Hey, who did this to you?
What happened next turned the story into a political firestorm.
Reports have identified the victim as Bob Lee, the founder of Cash App.
From Bloomberg Podcasts, this is Foundering, the Killing of Bob Lee, beginning April 16.
Welcome to the TechMeme Ride Home for Thursday, April 11th, 2019. I'm Brian McCullough today. Yes, there are people listening in on some of your Alexa recordings, but it's complicated. Jeff Bezos challenges competitors to pay their workers more. The third big unicorn IPO of the year happened today and a rundown of noteworthy recent startup raises. Here's what you missed today in the world of tech. Bloomberg has a piece up that describes
Alexa's AI training process, whereby actual human workers transcribe voice clips generated by echo devices.
Those workers can apparently see customer account numbers related to the echo devices and the audio they're
transcribing and hear private conversations. Quoting Bloomberg, Amazon employs thousands of people
around the world to help improve the Alexa digital assistant powering its line of echo speakers.
The team listens to voice recordings captured in Echo Owners' homes and offices.
The recordings are transcribed, annotated, and then fed back into the software as a part of an effort to eliminate gaps in Alexa's understanding of human speech and help it better respond to commands.

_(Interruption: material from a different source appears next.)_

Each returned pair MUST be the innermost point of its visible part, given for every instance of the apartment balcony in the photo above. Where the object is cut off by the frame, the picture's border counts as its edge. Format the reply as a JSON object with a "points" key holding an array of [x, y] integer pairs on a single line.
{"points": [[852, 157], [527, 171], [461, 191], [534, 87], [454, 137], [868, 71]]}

The Alexa voice review process described by seven people who have worked on the program highlights the often overlooked human role in training software algorithms.
In marketing materials, Amazon says Alexa, quote, lives in the cloud and is always getting smart.
But like many software tools built to learn from experience, humans are doing some of the teaching, end quote.
So Alexa allows Amazon contract employees to listen in on what you're saying in your home.
That's kind of the long and short of it, and that's sort of a scary elevator pitch headline generated the expected level of outrage on Twitter and elsewhere online.
However, and I'm not trying to be a contrarian here, should anyone be surprised by this?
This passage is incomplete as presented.